Sénateur de la Marne

Suicide des internes en médecine

Question n° 02283 adressée à M. le ministre de la santé et de la prévention publiée le 04/08/2022


Monsieur Yves Détraigne souhaite appeler l’attention de M. le ministre de la santé et de la prévention sur le suicide des internes en médecine. En mars 2021, il interrogeait déjà le Gouvernement sur le sujet sans obtenir de réponse. C’est entre dix et vingt internes en médecine qui mettent fin à leurs jours annuellement. Les jeunes médecins en cours de spécialisation ont donc trois fois plus de risques de mourir par suicide que le reste de la population du même âge. Cependant, cette question du suicide des internes et des étudiants en médecine reste largement taboue. Pourtant, dans une enquête de 2017 de l’intersyndicale nationale des internes (ISNI), ils étaient 23 % à déclarer avoir eu des idées suicidaires (dont 5 % dans le mois précédant la réponse à l’enquête) et 3,8 % des jeunes médecins interrogés (758) déclaraient une tentative de suicide.

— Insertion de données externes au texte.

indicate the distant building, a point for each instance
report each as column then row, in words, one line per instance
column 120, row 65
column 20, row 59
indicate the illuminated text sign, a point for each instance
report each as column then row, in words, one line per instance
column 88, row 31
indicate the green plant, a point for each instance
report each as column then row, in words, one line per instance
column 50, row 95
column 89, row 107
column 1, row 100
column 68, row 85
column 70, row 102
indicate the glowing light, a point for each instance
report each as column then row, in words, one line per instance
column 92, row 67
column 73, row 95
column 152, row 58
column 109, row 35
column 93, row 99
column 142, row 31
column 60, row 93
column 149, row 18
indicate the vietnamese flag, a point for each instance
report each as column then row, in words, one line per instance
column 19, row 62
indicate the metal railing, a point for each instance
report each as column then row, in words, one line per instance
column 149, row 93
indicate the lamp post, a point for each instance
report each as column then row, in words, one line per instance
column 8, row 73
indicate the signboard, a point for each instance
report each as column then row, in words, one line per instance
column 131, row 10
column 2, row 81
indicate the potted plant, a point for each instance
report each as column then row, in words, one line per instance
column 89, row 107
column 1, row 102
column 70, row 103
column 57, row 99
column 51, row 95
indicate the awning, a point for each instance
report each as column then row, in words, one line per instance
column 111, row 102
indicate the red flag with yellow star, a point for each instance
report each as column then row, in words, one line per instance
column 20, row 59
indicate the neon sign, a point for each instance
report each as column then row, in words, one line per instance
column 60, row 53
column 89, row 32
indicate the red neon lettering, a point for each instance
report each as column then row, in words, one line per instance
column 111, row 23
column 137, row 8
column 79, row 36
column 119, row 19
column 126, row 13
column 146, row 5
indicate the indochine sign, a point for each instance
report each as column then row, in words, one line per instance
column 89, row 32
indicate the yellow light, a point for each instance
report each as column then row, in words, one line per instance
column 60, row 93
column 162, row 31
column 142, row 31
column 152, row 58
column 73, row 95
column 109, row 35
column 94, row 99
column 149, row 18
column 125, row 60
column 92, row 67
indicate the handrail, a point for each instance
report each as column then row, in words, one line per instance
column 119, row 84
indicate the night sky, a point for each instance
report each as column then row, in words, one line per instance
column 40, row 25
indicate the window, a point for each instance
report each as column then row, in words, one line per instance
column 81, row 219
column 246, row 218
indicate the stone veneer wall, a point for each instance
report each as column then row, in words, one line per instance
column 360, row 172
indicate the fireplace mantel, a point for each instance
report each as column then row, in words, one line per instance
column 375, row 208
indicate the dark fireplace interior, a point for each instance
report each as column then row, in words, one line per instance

Beaucoup de professionnels dénoncent une formation médicale qui, en France, reposerait sur une violence institutionnalisée. Ils demandent désormais la mise en place de mesures fortes et rapides, notamment l’ouverture systématique d’une enquête de l’inspection générale des affaires sociales afin d’évaluer les risques psycho-sociaux préexistants sur le lieu de travail et de déterminer si des raisons professionnelles ont pu conduire à l’acte. Considérant qu’il convient de prendre la mesure des souffrances extrêmes des internes, il lui demande de prendre des mesures afin de lutter contre le mal-être des jeunes médecins en devenir.